Piemonte

Piemonte, 12 milioni per il cinema e l’audiovisivo

La Regione Piemonte punta sull’audiovisivo e stanzia dodici milioni di euro per attrarre produzioni cinematografiche e televisive sul proprio territorio. La Giunta regionale ha approvato la misura denominata «Piemonte Film Tv Fund», operativa per il biennio 2026-2027 nell’ambito del programma regionale Fesr 2021-2027.

L’intervento, definito dall’esecutivo regionale come «strategico», mira a consolidare la crescita del comparto, ad attrarre nuove produzioni e a generare occupazione qualificata, rafforzando un ecosistema che negli ultimi anni ha già mostrato una significativa capacità di sviluppo.

«Con questo investimento vogliamo rendere il Piemonte sempre più competitivo nel panorama internazionale dell’audiovisivo, sostenendo concretamente le imprese e creando nuove opportunità di lavoro e sviluppo per i territori», hanno dichiarato congiuntamente il presidente della Regione Alberto Cirio, l’assessora alla Cultura Marina Chiarelli e l’assessore al Bilancio Andrea Tronzano. «Il cinema e l’audiovisivo non sono solo cultura, ma anche industria, innovazione e identità».

La misura si inserisce nella strategia regionale per la competitività delle piccole e medie imprese e prevede contributi a fondo perduto destinati alla realizzazione di opere cinematografiche, televisive e digitali, comprese produzioni seriali e di animazione.

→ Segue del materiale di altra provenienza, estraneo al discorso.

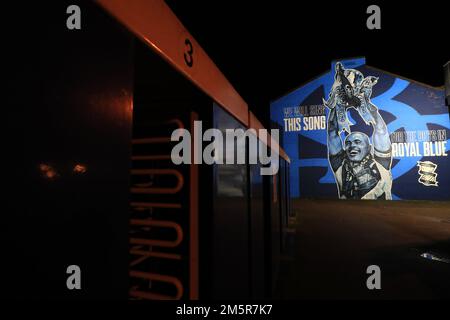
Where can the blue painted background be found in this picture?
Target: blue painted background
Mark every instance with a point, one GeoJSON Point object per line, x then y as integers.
{"type": "Point", "coordinates": [404, 105]}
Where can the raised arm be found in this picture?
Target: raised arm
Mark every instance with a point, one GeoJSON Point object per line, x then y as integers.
{"type": "Point", "coordinates": [334, 140]}
{"type": "Point", "coordinates": [381, 140]}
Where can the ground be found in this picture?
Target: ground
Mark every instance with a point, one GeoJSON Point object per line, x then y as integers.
{"type": "Point", "coordinates": [333, 242]}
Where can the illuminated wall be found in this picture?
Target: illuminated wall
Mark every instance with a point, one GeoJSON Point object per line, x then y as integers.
{"type": "Point", "coordinates": [414, 163]}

Le agevolazioni potranno arrivare fino a quattrocentomila euro per singolo progetto, con una quota significativa delle risorse riservata alle micro e piccole imprese.

Il provvedimento persegue un duplice obiettivo: sostenere la crescita delle realtà produttive già presenti sul territorio e, al contempo, attrarre nuovi investimenti favorendo il reinsediamento di imprese esterne, con ricadute positive sull’indotto e sulle infrastrutture regionali.

«Il Piemonte oggi è una vera capitale del cinema: continuiamo a investire in un sistema che mette insieme creatività, competenze e capacità produttiva», hanno concluso Cirio, Chiarelli e Tronzano. «Questa misura è un ulteriore passo per rafforzare una filiera che genera valore economico, occupazionale e culturale».